Kıdemde paniğe gerek yok
Soru: Sadettin Bey, ben geçtiğimiz ay evlendim. İşyerimde yedi yıldır çalışmaktayım. Maaşım üst limitin üstünde olduğu için tavan üzerinden kıdem tazminatına hak kazanıyorum. Ancak evlendikten sonra bir yıllık sürem olduğu için işten ayrılmak için acele etmiyordum. Şimdi kıdem tazminatı fonu çıkacağı yönde haberleri duymaya başladık. Ayrıca evlilik sebebiyle işten ayrılmalarda tazminat ödenmeyeceği de söyleniyor. Acaba işten ayrılıp bir an önce tazminatımı almamı mı yoksa beklememi mi tavsiye edersiniz? Aysun Y.
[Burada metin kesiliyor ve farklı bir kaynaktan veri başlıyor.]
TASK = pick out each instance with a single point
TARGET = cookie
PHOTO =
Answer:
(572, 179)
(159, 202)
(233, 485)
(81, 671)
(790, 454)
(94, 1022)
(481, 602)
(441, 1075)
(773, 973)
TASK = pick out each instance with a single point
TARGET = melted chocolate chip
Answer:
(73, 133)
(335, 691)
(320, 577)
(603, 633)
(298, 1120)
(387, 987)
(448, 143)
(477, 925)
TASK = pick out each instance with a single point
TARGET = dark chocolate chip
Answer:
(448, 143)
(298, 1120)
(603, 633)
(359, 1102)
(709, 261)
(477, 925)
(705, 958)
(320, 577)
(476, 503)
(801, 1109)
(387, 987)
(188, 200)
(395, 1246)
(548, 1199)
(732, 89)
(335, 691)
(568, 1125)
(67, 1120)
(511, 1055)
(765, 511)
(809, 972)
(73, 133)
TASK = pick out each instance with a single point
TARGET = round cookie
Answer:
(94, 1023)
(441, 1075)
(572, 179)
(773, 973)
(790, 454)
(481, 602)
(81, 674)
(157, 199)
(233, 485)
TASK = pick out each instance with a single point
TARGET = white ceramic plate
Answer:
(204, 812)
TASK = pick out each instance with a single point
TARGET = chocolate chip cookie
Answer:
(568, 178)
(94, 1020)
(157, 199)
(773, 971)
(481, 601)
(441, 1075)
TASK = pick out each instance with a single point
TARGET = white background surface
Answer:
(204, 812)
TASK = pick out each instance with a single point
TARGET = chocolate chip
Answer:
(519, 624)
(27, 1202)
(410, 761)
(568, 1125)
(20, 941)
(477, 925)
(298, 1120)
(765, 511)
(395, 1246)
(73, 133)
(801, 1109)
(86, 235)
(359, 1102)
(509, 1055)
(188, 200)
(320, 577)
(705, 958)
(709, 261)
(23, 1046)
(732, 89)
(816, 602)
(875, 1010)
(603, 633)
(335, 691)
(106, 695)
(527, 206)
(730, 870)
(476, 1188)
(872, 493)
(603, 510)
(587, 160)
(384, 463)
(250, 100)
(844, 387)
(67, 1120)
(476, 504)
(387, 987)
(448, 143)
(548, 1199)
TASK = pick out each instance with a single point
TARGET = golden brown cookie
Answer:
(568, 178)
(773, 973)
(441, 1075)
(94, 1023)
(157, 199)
Cevap: Değerli okurum, kıdem tazminatı fonu konusu Türkiye’de yeni değil. Yıllardır bu konu çalışma hayatının gündeminde ve tartışılıyor. Fakat ilk olarak hükümet programına girdiği için, son iki yıldır daha fazla gündeme geliyor. Haliyle yapılan açıklamalardan ve haberlerden, sizin gibi çok sayıda çalışanın kafası da karışabiliyor. Özellikle evlilik sebebiyle tazminata hak kazanan veya emekliliği yaklaşmış olup kıdem tazminatı garanti olan çalışanlarda endişe daha fazla. Ancak bu konuda henüz acele etmenize gerek yok çünkü;
- Henüz işçi-işveren mutabakata varmış değil.
- Mutabakat oluşsa bile düzenlemenin detayları netleşmiş değil.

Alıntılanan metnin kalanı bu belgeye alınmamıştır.